Ada beberapa hal yang menggelitik saya, yang saya peroleh dari pertanyaan demi pertanyaan yang terlontar dari adik-adik finalis duta GenRe pada saat itu. Salah satunya yakni tersirat bahwa peserta mengetengahkan fenomena yang mereka tangkap dari teman-teman mereka bahwa sebagian dari remaja di Gresik sudah mengamini pola pergaulan bebas, dan di antara mereka tampaknya belum benar-benar menyadari bahayanya, baik secara fisik, psikologis, maupun sosial.

Meski mungkin tidak banyak “sangu” yang saya bisa berikan pada adik-adik remaja tersebut, saya mendoakan tiap kata yang saya ucapkan.
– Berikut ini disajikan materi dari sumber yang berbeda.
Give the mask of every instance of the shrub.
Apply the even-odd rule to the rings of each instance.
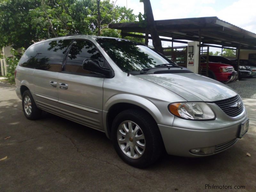
[[[20,53],[18,53],[16,50],[12,49],[12,51],[13,52],[13,56],[6,58],[7,73],[6,76],[10,81],[14,81],[15,69],[20,59],[25,52],[25,49],[22,47],[20,49]]]

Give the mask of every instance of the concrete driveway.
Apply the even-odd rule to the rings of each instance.
[[[0,159],[7,156],[0,161],[1,191],[256,190],[255,127],[220,154],[165,155],[140,169],[119,158],[104,133],[49,114],[29,121],[21,109],[14,87],[0,83]]]

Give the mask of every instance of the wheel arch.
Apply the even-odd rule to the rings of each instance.
[[[129,109],[139,109],[149,114],[157,124],[163,118],[157,108],[150,101],[141,97],[128,94],[116,95],[109,100],[103,113],[103,127],[107,136],[111,139],[111,126],[118,114]]]
[[[26,90],[29,90],[29,89],[28,89],[28,88],[27,86],[24,85],[22,85],[20,86],[20,95],[21,96],[21,97],[23,95],[23,93]]]

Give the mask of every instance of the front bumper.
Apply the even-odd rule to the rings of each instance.
[[[232,72],[220,72],[215,73],[217,80],[227,83],[232,82],[237,78],[237,72],[233,71]]]
[[[214,105],[210,105],[212,108],[214,107]],[[209,156],[234,144],[238,140],[241,123],[247,119],[246,111],[236,119],[229,117],[222,111],[214,111],[216,117],[214,120],[193,121],[175,117],[172,126],[158,124],[167,153],[187,157]],[[213,146],[216,149],[211,154],[198,155],[190,152],[193,149]]]
[[[20,100],[22,100],[22,97],[20,95],[20,87],[16,86],[16,88],[15,89],[15,92],[16,92],[16,94],[17,94],[17,96],[18,96]]]

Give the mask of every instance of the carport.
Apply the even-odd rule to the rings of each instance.
[[[209,46],[236,50],[236,57],[238,60],[237,70],[239,66],[240,50],[256,50],[256,34],[221,20],[217,17],[157,20],[155,22],[158,35],[169,38],[161,38],[161,40],[172,42],[172,51],[173,42],[188,43],[184,40],[198,42],[196,44],[199,51],[195,54],[195,62],[196,63],[198,68],[200,67],[200,56],[205,53],[209,55]],[[145,38],[147,45],[148,39],[151,38],[148,35],[150,32],[147,27],[138,22],[113,24],[110,25],[109,27],[121,30],[123,37],[129,36]],[[131,32],[141,33],[145,35]],[[205,47],[206,49],[204,48]],[[197,48],[194,47],[194,49],[195,48]],[[208,76],[208,72],[206,73],[204,75]]]

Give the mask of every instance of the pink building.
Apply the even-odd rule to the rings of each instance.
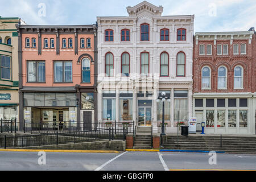
[[[18,32],[20,126],[97,120],[96,26],[19,25]]]

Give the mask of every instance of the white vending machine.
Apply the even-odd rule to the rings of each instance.
[[[196,133],[196,118],[191,118],[188,125],[188,133]]]

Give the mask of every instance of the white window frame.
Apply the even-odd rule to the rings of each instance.
[[[209,77],[203,77],[203,70],[204,69],[204,68],[208,68],[209,70]],[[212,88],[212,85],[211,85],[211,79],[212,79],[212,77],[211,77],[211,74],[212,74],[212,71],[210,69],[210,68],[208,66],[205,66],[204,67],[202,68],[202,70],[201,70],[201,88],[202,90],[210,90]],[[203,78],[209,78],[209,87],[208,88],[203,88]]]
[[[235,76],[235,69],[237,67],[240,67],[241,69],[241,76]],[[235,78],[241,78],[241,84],[242,84],[242,87],[240,87],[240,88],[235,88],[234,87],[234,82],[235,82]],[[237,65],[236,67],[234,67],[234,89],[238,89],[238,90],[241,90],[241,89],[243,89],[243,68],[242,67],[241,67],[241,65]]]

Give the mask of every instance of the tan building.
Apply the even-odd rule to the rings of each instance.
[[[0,119],[18,120],[19,23],[24,24],[19,18],[0,16]]]

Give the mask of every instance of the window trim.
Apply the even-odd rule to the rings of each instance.
[[[122,60],[122,57],[123,57],[123,55],[124,54],[124,53],[127,53],[128,54],[128,55],[129,56],[129,75],[128,76],[127,76],[127,77],[129,77],[129,76],[130,76],[130,68],[131,68],[131,56],[130,56],[130,53],[128,52],[123,52],[122,53],[122,55],[121,55],[121,75],[122,75],[122,76],[123,75],[123,65],[127,65],[127,64],[123,64],[123,60]]]
[[[125,40],[122,40],[122,37],[123,37],[123,36],[122,35],[122,31],[125,31]],[[126,35],[126,31],[129,31],[129,35]],[[129,38],[129,40],[127,40],[127,37]],[[130,36],[130,29],[127,29],[127,28],[123,28],[121,30],[121,42],[130,42],[131,41],[131,36]]]
[[[161,56],[164,53],[167,53],[167,56],[168,56],[168,60],[167,60],[167,61],[168,61],[168,75],[167,75],[167,76],[162,76],[161,75],[161,66],[162,65],[166,65],[166,64],[161,64],[161,62],[162,62],[161,61],[162,61],[162,60],[161,60],[162,56]],[[169,53],[167,52],[166,52],[166,51],[163,51],[160,54],[160,77],[168,77],[170,76],[170,70],[169,69],[170,69],[170,57],[169,57]]]
[[[164,31],[164,35],[162,35],[162,31]],[[167,36],[166,34],[166,31],[168,30],[168,40],[166,39],[166,36]],[[164,36],[164,40],[161,40],[161,36]],[[160,30],[160,41],[170,41],[170,29],[169,28],[162,28],[161,30]]]
[[[182,34],[182,31],[184,30],[185,30],[185,40],[182,40],[182,36],[183,36],[183,35]],[[180,34],[180,40],[178,40],[177,38],[178,38],[178,32],[179,30],[181,30],[181,34]],[[176,39],[177,41],[187,41],[187,29],[184,28],[178,28],[177,29],[177,39]]]
[[[209,69],[209,76],[208,77],[203,77],[203,69],[204,69],[204,68],[208,68]],[[201,89],[202,90],[210,90],[211,88],[212,88],[212,70],[210,69],[210,68],[208,66],[204,66],[201,70]],[[209,78],[209,88],[203,88],[203,78]]]
[[[177,64],[177,56],[180,53],[183,53],[184,54],[184,76],[179,76],[177,75],[177,66],[178,66],[178,64]],[[181,64],[180,64],[179,65],[181,65]],[[183,64],[182,64],[183,65]],[[183,51],[180,51],[177,53],[176,57],[176,77],[185,77],[186,76],[186,54],[185,53],[185,52],[184,52]]]
[[[110,35],[110,31],[113,31],[113,35]],[[106,35],[106,32],[109,31],[109,35]],[[110,40],[110,37],[113,36],[113,40]],[[106,38],[109,38],[109,40],[106,40]],[[105,42],[114,42],[114,30],[113,29],[106,29],[105,30],[105,34],[104,34],[104,40]]]
[[[143,25],[147,25],[148,26],[148,32],[143,32],[143,33],[142,32],[142,28],[141,28],[141,27]],[[148,40],[142,40],[142,34],[148,34]],[[150,41],[150,25],[148,23],[145,23],[141,24],[141,42],[149,42],[149,41]]]

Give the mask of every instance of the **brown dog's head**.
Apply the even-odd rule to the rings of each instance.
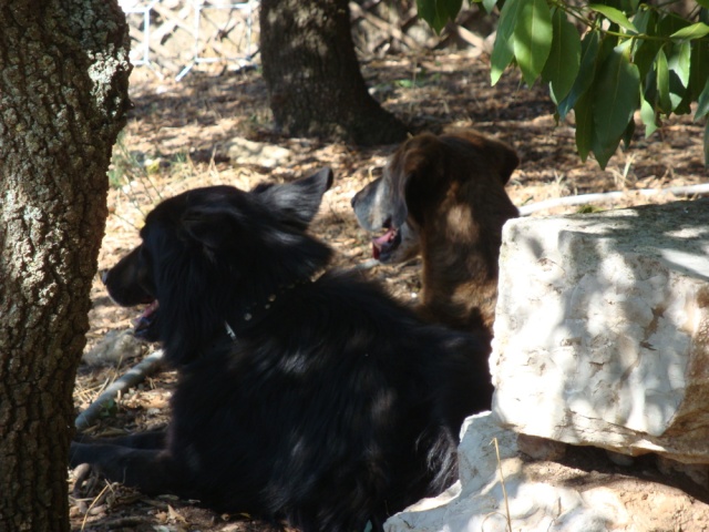
[[[414,257],[423,227],[433,223],[431,218],[444,216],[441,211],[455,202],[479,204],[471,205],[477,211],[473,213],[476,231],[484,231],[487,223],[501,231],[506,219],[517,216],[504,185],[518,163],[512,147],[474,131],[409,139],[390,158],[383,175],[352,198],[364,229],[384,229],[372,239],[374,258],[401,263]]]

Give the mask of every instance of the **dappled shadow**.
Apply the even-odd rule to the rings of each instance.
[[[657,446],[706,456],[706,433],[692,430],[709,424],[709,398],[690,393],[687,379],[709,372],[701,345],[691,346],[707,327],[693,304],[709,280],[709,200],[527,223],[541,225],[507,238],[520,238],[516,260],[536,264],[532,278],[515,273],[530,288],[515,293],[503,250],[502,419],[526,433],[634,454]],[[525,393],[540,401],[532,420],[514,406]]]

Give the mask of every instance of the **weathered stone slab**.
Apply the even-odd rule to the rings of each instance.
[[[490,412],[469,418],[462,433],[461,480],[392,516],[387,532],[502,532],[507,519],[524,532],[637,532],[678,523],[698,532],[709,523],[709,508],[679,490],[620,478],[605,485],[593,473],[523,460],[516,434]]]
[[[709,463],[709,201],[513,219],[500,264],[503,426]]]

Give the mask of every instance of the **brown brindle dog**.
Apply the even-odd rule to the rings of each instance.
[[[374,258],[421,254],[424,318],[492,338],[502,226],[518,215],[505,184],[520,160],[475,131],[424,133],[404,142],[381,177],[352,198]]]

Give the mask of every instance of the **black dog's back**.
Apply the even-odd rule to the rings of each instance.
[[[183,372],[172,438],[189,442],[179,461],[201,457],[189,497],[359,530],[454,480],[460,424],[489,407],[477,344],[350,276],[301,287],[268,323]]]
[[[317,277],[329,252],[304,229],[329,180],[177,196],[148,216],[106,285],[160,301],[179,369],[165,443],[76,443],[73,464],[328,532],[380,530],[454,480],[460,426],[490,406],[485,349],[357,274]]]

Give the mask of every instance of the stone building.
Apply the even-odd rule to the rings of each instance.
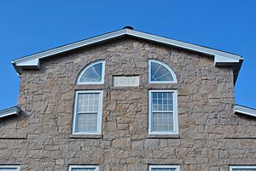
[[[131,27],[16,59],[0,171],[255,171],[242,60]]]

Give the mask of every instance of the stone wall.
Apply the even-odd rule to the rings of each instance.
[[[148,84],[148,60],[176,73],[177,83]],[[106,60],[104,85],[75,85],[88,64]],[[113,88],[113,76],[139,75],[140,86]],[[231,68],[209,56],[122,38],[43,60],[21,74],[22,113],[0,120],[0,164],[21,170],[65,171],[98,164],[102,171],[146,171],[148,164],[179,164],[181,171],[224,171],[256,164],[256,120],[234,115]],[[148,137],[148,92],[177,89],[179,138]],[[102,89],[102,137],[73,137],[75,90]]]

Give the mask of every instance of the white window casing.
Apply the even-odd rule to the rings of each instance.
[[[102,134],[102,90],[76,91],[73,134]]]
[[[97,165],[69,165],[68,171],[99,171]]]
[[[148,91],[148,134],[178,134],[177,90]]]
[[[105,76],[105,60],[92,62],[79,73],[77,84],[103,84]]]
[[[177,83],[177,77],[166,64],[148,60],[148,83]]]
[[[148,171],[180,171],[179,165],[149,165]]]

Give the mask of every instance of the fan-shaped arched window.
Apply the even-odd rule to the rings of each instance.
[[[79,75],[77,84],[103,84],[104,70],[104,60],[90,64]]]
[[[149,83],[177,83],[174,71],[166,64],[149,60],[148,66]]]

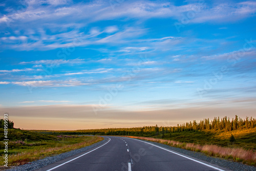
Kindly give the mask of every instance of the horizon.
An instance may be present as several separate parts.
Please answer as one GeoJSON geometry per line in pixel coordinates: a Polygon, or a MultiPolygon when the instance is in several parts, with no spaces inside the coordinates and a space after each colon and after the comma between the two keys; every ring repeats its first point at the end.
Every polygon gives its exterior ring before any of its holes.
{"type": "Polygon", "coordinates": [[[0,118],[54,131],[255,118],[255,19],[249,1],[4,1],[0,118]]]}

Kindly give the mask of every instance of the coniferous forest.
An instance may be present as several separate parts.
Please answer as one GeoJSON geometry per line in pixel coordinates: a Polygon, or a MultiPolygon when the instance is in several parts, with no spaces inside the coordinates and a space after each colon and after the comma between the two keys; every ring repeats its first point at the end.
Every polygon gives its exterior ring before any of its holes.
{"type": "Polygon", "coordinates": [[[256,119],[252,117],[246,117],[242,119],[236,115],[234,118],[230,119],[225,116],[223,118],[214,117],[214,119],[210,120],[209,118],[204,119],[197,122],[196,120],[193,122],[177,124],[177,126],[144,126],[142,127],[135,127],[131,128],[109,128],[101,129],[91,129],[77,131],[42,131],[45,133],[52,132],[53,134],[91,134],[97,135],[159,135],[163,133],[172,133],[181,132],[202,131],[204,130],[210,130],[214,132],[225,131],[225,132],[233,130],[242,130],[254,128],[256,127],[256,119]]]}

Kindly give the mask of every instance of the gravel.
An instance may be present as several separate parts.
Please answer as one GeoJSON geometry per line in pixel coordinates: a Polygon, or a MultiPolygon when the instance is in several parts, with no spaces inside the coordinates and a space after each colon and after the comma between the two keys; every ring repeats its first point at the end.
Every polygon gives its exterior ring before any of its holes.
{"type": "Polygon", "coordinates": [[[31,162],[29,162],[28,164],[22,165],[20,166],[14,167],[11,168],[7,169],[6,170],[10,171],[31,171],[34,170],[35,169],[40,168],[41,167],[44,167],[48,164],[50,164],[58,161],[59,160],[63,160],[68,157],[77,155],[80,153],[84,152],[88,149],[95,147],[98,145],[103,144],[108,140],[106,138],[104,138],[104,140],[98,142],[95,144],[93,144],[90,146],[87,146],[83,148],[79,149],[75,149],[70,152],[62,153],[61,154],[51,156],[47,157],[45,158],[40,160],[37,160],[31,162]]]}
{"type": "Polygon", "coordinates": [[[186,150],[185,149],[182,149],[177,147],[172,147],[167,145],[163,144],[161,143],[148,141],[144,140],[140,140],[141,141],[144,141],[145,142],[150,142],[152,144],[162,146],[165,148],[169,149],[174,151],[176,151],[177,152],[184,154],[184,155],[189,156],[195,158],[205,161],[209,163],[215,164],[220,166],[222,166],[226,168],[229,168],[234,171],[255,171],[256,167],[249,166],[247,165],[244,164],[242,163],[232,162],[231,161],[225,160],[220,158],[212,157],[210,156],[207,156],[205,154],[201,152],[196,152],[186,150]]]}

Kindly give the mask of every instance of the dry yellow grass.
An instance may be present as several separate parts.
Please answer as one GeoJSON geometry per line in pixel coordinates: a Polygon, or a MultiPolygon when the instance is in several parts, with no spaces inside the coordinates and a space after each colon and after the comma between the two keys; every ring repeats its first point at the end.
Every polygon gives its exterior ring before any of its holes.
{"type": "MultiPolygon", "coordinates": [[[[24,164],[29,162],[42,159],[47,156],[57,155],[90,145],[103,139],[102,137],[100,137],[94,136],[91,137],[91,138],[87,138],[85,139],[84,142],[73,144],[66,145],[58,144],[55,147],[40,147],[40,146],[37,146],[34,148],[31,147],[32,148],[26,149],[23,151],[22,153],[9,155],[8,158],[8,165],[20,165],[24,164]]],[[[1,163],[3,163],[3,161],[1,161],[1,163]]]]}
{"type": "Polygon", "coordinates": [[[201,152],[211,156],[232,159],[238,162],[256,165],[256,152],[241,148],[229,148],[216,145],[196,144],[193,143],[182,143],[179,141],[149,137],[127,136],[128,137],[156,142],[196,152],[201,152]]]}

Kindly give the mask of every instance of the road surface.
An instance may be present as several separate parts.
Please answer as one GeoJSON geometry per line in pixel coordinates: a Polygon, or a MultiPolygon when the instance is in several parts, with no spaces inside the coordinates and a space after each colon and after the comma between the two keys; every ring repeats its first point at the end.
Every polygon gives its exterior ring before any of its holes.
{"type": "Polygon", "coordinates": [[[106,137],[99,146],[37,170],[230,170],[139,140],[106,137]]]}

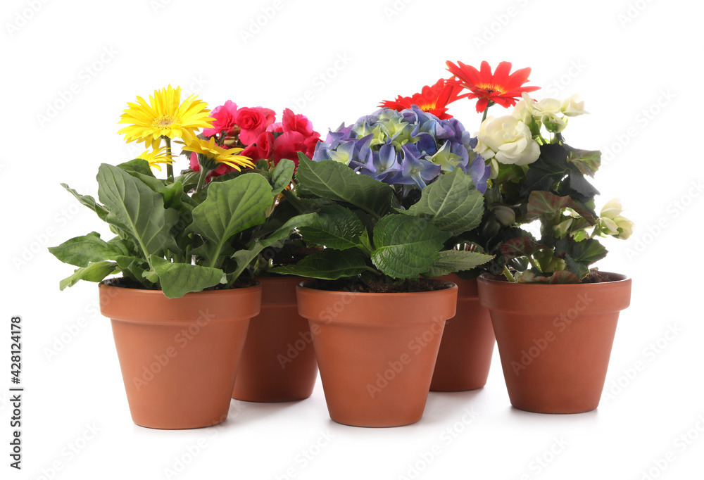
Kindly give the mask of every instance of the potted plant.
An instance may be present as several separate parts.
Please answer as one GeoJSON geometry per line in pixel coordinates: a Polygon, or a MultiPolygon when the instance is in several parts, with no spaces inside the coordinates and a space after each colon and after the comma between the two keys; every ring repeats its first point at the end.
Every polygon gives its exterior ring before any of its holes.
{"type": "MultiPolygon", "coordinates": [[[[228,101],[213,108],[211,116],[213,127],[203,130],[203,138],[227,149],[242,149],[241,154],[256,163],[254,171],[276,187],[266,222],[241,234],[244,242],[253,246],[236,254],[238,261],[250,265],[248,274],[261,284],[262,303],[259,315],[249,322],[232,397],[254,402],[307,398],[318,377],[318,364],[308,320],[298,315],[296,303],[296,285],[304,279],[272,273],[271,269],[295,263],[308,253],[308,248],[298,235],[270,241],[268,246],[258,239],[297,215],[280,192],[289,189],[298,152],[313,155],[320,134],[305,115],[289,108],[284,110],[282,121],[276,122],[269,108],[238,108],[228,101]]],[[[189,171],[201,170],[192,153],[189,171]]],[[[221,165],[208,177],[221,182],[238,175],[232,167],[221,165]]],[[[291,187],[295,188],[293,184],[291,187]]]]}
{"type": "Polygon", "coordinates": [[[273,269],[318,281],[298,287],[331,418],[392,427],[422,416],[457,287],[432,277],[491,257],[455,250],[479,225],[488,172],[455,119],[382,108],[301,155],[296,194],[315,217],[298,229],[325,246],[273,269]]]}
{"type": "MultiPolygon", "coordinates": [[[[491,75],[486,62],[480,70],[448,66],[484,113],[476,150],[491,165],[491,215],[472,233],[495,255],[479,294],[491,312],[511,403],[534,412],[593,410],[631,280],[591,266],[607,253],[598,239],[628,238],[633,224],[617,201],[596,213],[599,192],[587,177],[601,153],[565,141],[568,118],[586,113],[584,102],[574,96],[536,101],[515,82],[501,88],[482,80],[491,75]],[[510,106],[520,94],[510,115],[487,117],[492,105],[510,106]]],[[[508,70],[500,65],[494,75],[508,70]]]]}
{"type": "Polygon", "coordinates": [[[287,186],[292,162],[268,178],[247,175],[208,182],[222,165],[253,167],[241,149],[196,136],[213,118],[180,89],[137,97],[120,122],[127,141],[144,142],[139,158],[98,170],[98,199],[64,187],[106,222],[115,236],[96,232],[50,248],[78,267],[61,282],[101,282],[101,311],[111,319],[130,411],[139,425],[161,429],[206,427],[225,420],[249,319],[260,310],[262,287],[241,274],[252,252],[287,238],[296,219],[261,232],[273,198],[287,186]],[[196,153],[200,171],[173,174],[171,141],[196,153]],[[165,179],[154,176],[165,164],[165,179]],[[272,231],[273,230],[273,231],[272,231]],[[120,273],[116,279],[106,277],[120,273]],[[197,405],[197,408],[194,408],[197,405]]]}

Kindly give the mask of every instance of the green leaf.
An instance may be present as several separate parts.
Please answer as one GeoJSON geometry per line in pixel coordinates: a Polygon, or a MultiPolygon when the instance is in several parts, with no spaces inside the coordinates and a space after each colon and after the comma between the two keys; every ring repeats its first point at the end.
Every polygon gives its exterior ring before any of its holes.
{"type": "Polygon", "coordinates": [[[95,232],[67,240],[58,246],[49,247],[49,251],[64,263],[77,267],[87,267],[92,262],[115,260],[124,255],[101,240],[100,234],[95,232]]]}
{"type": "Polygon", "coordinates": [[[463,272],[476,268],[494,258],[493,255],[484,255],[461,250],[446,250],[438,254],[435,263],[423,275],[441,277],[455,272],[463,272]]]}
{"type": "Polygon", "coordinates": [[[151,265],[159,276],[161,290],[169,298],[182,297],[189,291],[201,291],[220,282],[224,274],[219,268],[190,263],[172,263],[161,257],[152,256],[151,265]]]}
{"type": "Polygon", "coordinates": [[[88,207],[94,212],[97,213],[98,217],[100,217],[100,220],[103,220],[103,222],[106,221],[106,219],[108,217],[108,212],[104,207],[103,207],[103,206],[98,203],[95,201],[95,198],[92,197],[90,195],[81,195],[73,189],[70,188],[68,185],[67,185],[65,183],[61,184],[61,187],[66,189],[68,193],[70,193],[73,196],[76,197],[78,201],[80,202],[81,205],[84,205],[88,207]]]}
{"type": "Polygon", "coordinates": [[[537,243],[530,235],[525,235],[507,240],[501,246],[501,255],[508,260],[517,257],[529,257],[544,248],[545,245],[537,243]]]}
{"type": "Polygon", "coordinates": [[[563,208],[572,208],[593,225],[596,222],[594,215],[580,202],[576,202],[569,196],[559,196],[549,191],[532,191],[528,197],[528,212],[526,220],[531,220],[539,217],[553,217],[563,208]]]}
{"type": "Polygon", "coordinates": [[[271,193],[278,195],[291,184],[296,164],[288,158],[282,158],[271,171],[271,193]]]}
{"type": "Polygon", "coordinates": [[[178,213],[164,208],[162,195],[106,163],[99,168],[97,179],[98,198],[110,210],[106,221],[132,236],[145,259],[173,245],[170,229],[178,213]]]}
{"type": "Polygon", "coordinates": [[[520,284],[578,284],[580,282],[579,277],[567,270],[554,272],[549,277],[538,277],[532,272],[524,272],[516,277],[516,279],[520,284]]]}
{"type": "Polygon", "coordinates": [[[420,200],[406,213],[459,235],[482,222],[484,196],[474,188],[472,177],[455,168],[423,189],[420,200]]]}
{"type": "Polygon", "coordinates": [[[366,257],[358,250],[340,251],[325,248],[301,259],[294,265],[277,267],[270,272],[324,280],[356,277],[367,270],[366,257]]]}
{"type": "Polygon", "coordinates": [[[151,171],[151,167],[149,166],[149,163],[142,158],[135,158],[134,160],[130,160],[129,162],[120,163],[118,165],[118,167],[122,168],[125,172],[136,172],[146,177],[156,178],[154,172],[151,171]]]}
{"type": "Polygon", "coordinates": [[[75,270],[70,277],[63,279],[58,284],[61,290],[73,286],[79,280],[87,282],[102,282],[108,275],[120,271],[118,264],[115,262],[104,260],[95,263],[89,263],[87,267],[82,267],[75,270]]]}
{"type": "Polygon", "coordinates": [[[307,213],[293,217],[265,239],[257,239],[246,250],[239,250],[235,252],[232,255],[232,258],[237,263],[237,270],[230,275],[230,281],[237,279],[242,272],[249,267],[249,265],[263,250],[287,239],[296,227],[302,227],[312,222],[315,215],[315,213],[307,213]]]}
{"type": "Polygon", "coordinates": [[[323,160],[314,162],[299,153],[296,179],[301,194],[346,202],[379,217],[391,208],[394,190],[386,184],[367,175],[360,175],[339,162],[323,160]]]}
{"type": "Polygon", "coordinates": [[[567,269],[580,279],[589,272],[589,265],[604,257],[608,251],[595,239],[575,241],[560,239],[555,244],[555,256],[564,258],[567,269]]]}
{"type": "Polygon", "coordinates": [[[194,209],[188,229],[210,244],[206,250],[206,265],[215,265],[232,236],[264,223],[265,211],[271,203],[271,186],[261,175],[241,175],[211,184],[208,197],[194,209]]]}
{"type": "Polygon", "coordinates": [[[451,236],[424,218],[386,215],[374,229],[372,261],[392,278],[417,277],[435,263],[451,236]]]}
{"type": "Polygon", "coordinates": [[[323,207],[313,221],[298,232],[306,241],[336,250],[361,247],[364,225],[352,210],[340,205],[323,207]]]}

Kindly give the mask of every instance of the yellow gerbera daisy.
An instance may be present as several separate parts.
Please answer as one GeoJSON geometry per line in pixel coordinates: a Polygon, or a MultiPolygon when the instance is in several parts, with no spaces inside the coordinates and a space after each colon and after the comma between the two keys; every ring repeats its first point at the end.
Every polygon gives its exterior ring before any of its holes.
{"type": "Polygon", "coordinates": [[[215,120],[208,116],[208,104],[191,95],[181,102],[181,87],[155,90],[149,96],[149,103],[137,97],[136,103],[127,103],[119,123],[129,123],[118,134],[125,134],[125,140],[144,141],[153,149],[159,147],[162,137],[180,138],[189,141],[196,137],[196,129],[212,127],[215,120]]]}
{"type": "MultiPolygon", "coordinates": [[[[183,142],[179,141],[177,143],[182,144],[183,142]]],[[[215,144],[215,137],[211,137],[209,141],[203,140],[196,137],[184,145],[185,146],[182,150],[198,153],[201,165],[205,170],[215,170],[218,167],[218,164],[220,163],[230,165],[238,172],[241,170],[240,167],[254,168],[251,158],[244,155],[237,155],[244,149],[223,149],[215,144]]]]}
{"type": "Polygon", "coordinates": [[[161,146],[158,149],[155,149],[151,151],[149,150],[144,151],[144,153],[137,157],[137,158],[142,158],[142,160],[146,160],[149,163],[149,166],[153,168],[161,171],[161,167],[159,166],[159,163],[165,163],[166,165],[171,165],[174,162],[174,157],[171,155],[171,153],[168,151],[165,146],[161,146]]]}

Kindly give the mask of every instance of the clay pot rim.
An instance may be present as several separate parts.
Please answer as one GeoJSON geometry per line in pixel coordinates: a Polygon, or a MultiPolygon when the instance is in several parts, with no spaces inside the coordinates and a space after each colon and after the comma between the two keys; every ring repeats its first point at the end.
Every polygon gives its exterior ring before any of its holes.
{"type": "MultiPolygon", "coordinates": [[[[518,283],[514,282],[509,282],[505,279],[505,277],[501,275],[496,275],[493,273],[482,273],[479,277],[477,277],[477,281],[479,282],[484,282],[486,284],[494,284],[495,285],[515,285],[523,289],[534,289],[534,288],[543,288],[545,286],[548,286],[551,288],[561,288],[563,289],[574,289],[574,288],[590,288],[590,285],[593,285],[595,286],[603,286],[603,285],[618,285],[624,283],[627,283],[631,281],[631,277],[628,275],[625,275],[621,273],[615,273],[613,272],[601,272],[601,273],[606,274],[612,278],[617,277],[618,279],[611,280],[610,282],[598,282],[590,284],[532,284],[532,283],[518,283]]],[[[515,286],[510,286],[508,288],[516,288],[515,286]]]]}
{"type": "Polygon", "coordinates": [[[296,289],[301,289],[304,291],[315,291],[320,292],[323,295],[351,295],[353,296],[372,296],[374,298],[377,298],[381,296],[384,295],[391,295],[394,298],[398,298],[400,296],[413,296],[417,295],[427,295],[429,293],[437,294],[438,292],[446,291],[448,290],[451,290],[453,289],[457,289],[457,284],[453,282],[446,282],[447,284],[447,288],[441,289],[440,290],[429,290],[427,291],[396,291],[396,292],[377,292],[377,291],[344,291],[342,290],[323,290],[322,289],[313,289],[310,286],[306,286],[304,284],[313,282],[316,279],[309,279],[308,280],[303,280],[303,282],[298,283],[296,286],[296,289]]]}

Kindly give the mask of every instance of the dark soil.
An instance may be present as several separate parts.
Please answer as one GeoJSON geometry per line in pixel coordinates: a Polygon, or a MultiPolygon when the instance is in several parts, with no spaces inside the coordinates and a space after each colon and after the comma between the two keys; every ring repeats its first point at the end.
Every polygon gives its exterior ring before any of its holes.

Saya yakin, kata-kata yang berasal dari hati, yang bermuatan doa, akan menjejak dan tak mudah berlalu begitu saja. Insya Allah.

Haruskah Kita Putus Asa?

Dengan tegas saya katakana: TIDAK. Kita sungguh tidak boleh berputus asa terhadap berbagai permasalahan yang tengah terjadi. Termasuk yang tengah dialami para adik-adik dan anak-anak remaja kita. Pendidikan karakter memang bukan sesuatu yang semudah membalikkan telapak tangan. Bukan pula magicyang merubah seseorang / sekelompok orang dalam semalam. Namun tetep perlu kita upayakan, sejauh kemampuan kita. Apabila kita menyerah, artinya kita merelakan negeri ini semakin cepat karam. Menghadapi gunung es permasalahan remaja, kita tentu tak ingin negeri kita berakhir tenggelam di dasar laut bersama bangkai kapal Titanic.

Salah satu pakar pendidikan karakter, Thomas Lickona menegaskan bahwa

Menumbuhkan nilai-nilai positif merupakan hal yang tidak mudah. Saat kita memasuki milenium baru, ingatlah dengan baik, bahwa ukuran kemajuan suatu negara bukanlah besarnya pendapatan nasional, kemajuan teknologi, atau kekuatan militernya, melainkan karakter penduduk (generasi muda)-nya

-Thomas Lickona

Dan hal ini memang sesuatu yang terus berproses, sebagaimana ujar Charles Reade (dalam Borba, 2008)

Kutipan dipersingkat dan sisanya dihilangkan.